SOFC-based systems for energy generation are now ready for series production. Applications for such systems include, for example, decentralized energy supply of public institutions and private households, emergency power generators as well as mobile applications in motorized vehicles, ships and aircraft. In cogeneration systems, efficiencies of 90 % seem possible.

Another application for the SOFC is in principle operation with reverse function. This enables the electrolysis of water.

Molten carbonate fuel cell (MCFC)

An MCFC is generally operated at 600 – 700 °C with a eutectic mix of Li2CO3 and K2CO3. The CO32- ion is used for transport of the electric charge.

Owing to the pronounced corrosive nature of such melts, only sufficiently corrosion-resistant materials are suitable for plant components in direct contact with them.

One type of material that has proven effective for more than 10 years in this application is high-purity, dense-sintered Al2O3 ceramics. In the following, the data of the ceramics’ properties important for this application are summarized.

  • Purity: ≥99,5 %
  • Density: >98 % of the theoretical value
  • Maximum crystallite size in the microstructure: 50 µm
  • Mean bending strength at room temperature: 350 MPa
  • Mean compressive strength at room temperature: 3500 MPa
  • Modulus of elasticity: 380 GPa
  • High edge strength
  • High shape stability at high temperature
  • Thermal stability to well above 1500 °C
  • High thermal shock resistance
  • High resistance to Li-K-carbonate melts
  • Low wetting of hard-machined surfaces by Li-K-carbonate melts
  • Specific electrical resistance: >1014 Ω*cm
  • Dielectric strength: >30 kV

Fuel cells of this type can achieve efficiencies of 70 %. Numerous systems are installed today worldwide, e.g. as cogeneration units, sometimes with power outputs in the mid- to high MW range.

Stationary hot gas turbine

A hot gas turbine operated at a temperature level of 1500 °C is exposed to particular thermal, thermomechanical and corrosive stresses in the area of the combustion chamber, which severely limits the possible selection of materials suitable for this application. Especially the use of oxide- and non-oxide ceramic fibre composites for stationary and moving plant components is conducive to the economically efficient operation of the plant as they enable the realization of such operating temperatures.

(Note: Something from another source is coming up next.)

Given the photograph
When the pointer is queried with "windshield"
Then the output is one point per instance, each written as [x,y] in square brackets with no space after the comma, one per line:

Selected characteristics that are technically important for this application and that can be realized with such ceramic materials are listed in the following:

  • Low weight for moving components
  • High mechanical resilience
  • High thermal stability
  • High thermal shock resistance
  • High resistance to hot gas corrosion
  • High resistance to microstructural changes in operating conditions
  • High resistance to geometric form changes at high temperature
  • High damage tolerance
  • Application of force, form-fit and substance-to-substance joining methods for ceramic-ceramic and ceramic-metal composites.